According to a survey conducted by the Bratislava-based think tank GLOBSEC, more than half of Bulgarians aged between 18 and 24 would prefer a strong leader so as not to have to worry about possible challenges in parliament. The survey also highlights that nationalist feelings are gaining ground in Bulgaria: only 32% of young people in the mentioned age range perceive the far right as a threat; a percentage that rises to 37% in the 25 to 34 age group.

On the other hand, support for international institutions, especially the EU, is waning. An overwhelming 71% of the under-35-group believe that Brussels “dictates” what to do in Bulgaria. Furthermore, young people are more divided when it comes to condemning the Russian invasion of Ukraine: almost 40% blame the invaded country for inciting the war. “The educational system is partly responsible. Stereotypes that present Russia favorably are still transmitted in Bulgaria,” says Filipova.

A similar panorama is seen in other countries in the region. High voter abstention and nationalist-authoritarian inclinations are spreading among the younger generations. According to the Washington-based National Democratic Institute, less than a third of young people in the Czech Republic, Hungary and Poland are satisfied with the current political situation in their countries.

In Hungary, for example, the prime minister, the ultra-conservative Viktor Orbán, uses social media influencers to champion the government, and this has fostered a sociopolitical environment that favors traditionalist and pro-Russian positions. Even if young Hungarians do not vote for the ruling Fidesz party, polls with the under-30 demographic show that this age group is more likely to align themselves with far-right opposition forces like the Our Homeland Movement. According to a survey carried out by Median a little over a year ago, the far-right faction is the most popular among young people. “The Hungarian authorities also increased control over education,” notes Filipova.

Along the same lines is neighboring Romania, which has just partially entered the Schengen area along with Bulgaria: both countries have lifted controls on air and sea borders, but maintain land borders. A survey carried out in March by the company IRES reveals that the Alliance for the Union of Romanians (AUR, which means gold in Romanian) is the favorite of Romanians under 35 years of age. “Young people distrust democracy and institutions, especially the government and Parliament because endemic corruption has made them susceptible to far-right propaganda,” says Madalina Voinea, an analyst at the think tank Expert Forum. She also blames this drift on the inaction of the traditional parties. The rise of anti-democratic ideas is also explained by far-right politicians campaigns on social networks, especially TikTok, the fastest-growing platform in the region.

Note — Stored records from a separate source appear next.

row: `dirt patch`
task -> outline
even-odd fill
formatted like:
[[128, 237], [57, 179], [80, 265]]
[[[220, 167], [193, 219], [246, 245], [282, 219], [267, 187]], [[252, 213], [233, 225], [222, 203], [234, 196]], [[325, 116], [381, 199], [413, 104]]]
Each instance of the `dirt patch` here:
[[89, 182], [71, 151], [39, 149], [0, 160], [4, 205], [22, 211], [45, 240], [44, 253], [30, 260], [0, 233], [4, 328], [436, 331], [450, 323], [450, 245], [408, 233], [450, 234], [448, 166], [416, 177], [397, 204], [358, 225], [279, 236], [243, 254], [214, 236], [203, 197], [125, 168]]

According to Daniel David, rector of the Babeș-Bolyai University of Cluj-Napoca (UBB), the largest university in Romania, half of the young people in the country who opt for far-right groups have secondary education and 22% have basic education. “That a party with a more pro-nationalist discourse attracts this type of young people is not a surprise,” says this sociologist, who believes that their frustration lies in the current democratic institutions.

In Serbia, the younger generations do not deviate significantly from their elders when it comes to their attitudes on nationalism or authoritarianism. A survey revealed that only 36% of young Serbians positively view democracy, while 40% prefer their country to maintain a “balanced” foreign policy between East and West. Only 13% want the country to be aligned with the EU and NATO. “For Gen Z, the accession to NATO and the EU of the countries of Eastern and Central Europe in the 2000s happened a long time ago, they don’t have as vivid a memory as millennials, so they are more open to the diatribes launched by nationalists,” says Filipova.

Perceptions of political and economic exclusion, fueled by inequality, declining opportunities and governments’ limited consideration of young people’s concerns have fueled disaffection. “Democratic political forces should devise policies that take young people into account and promote their inclusion in the political process so that they perceive themselves as a key constituency, rather than an afterthought in democratic renewal,” the expert concludes.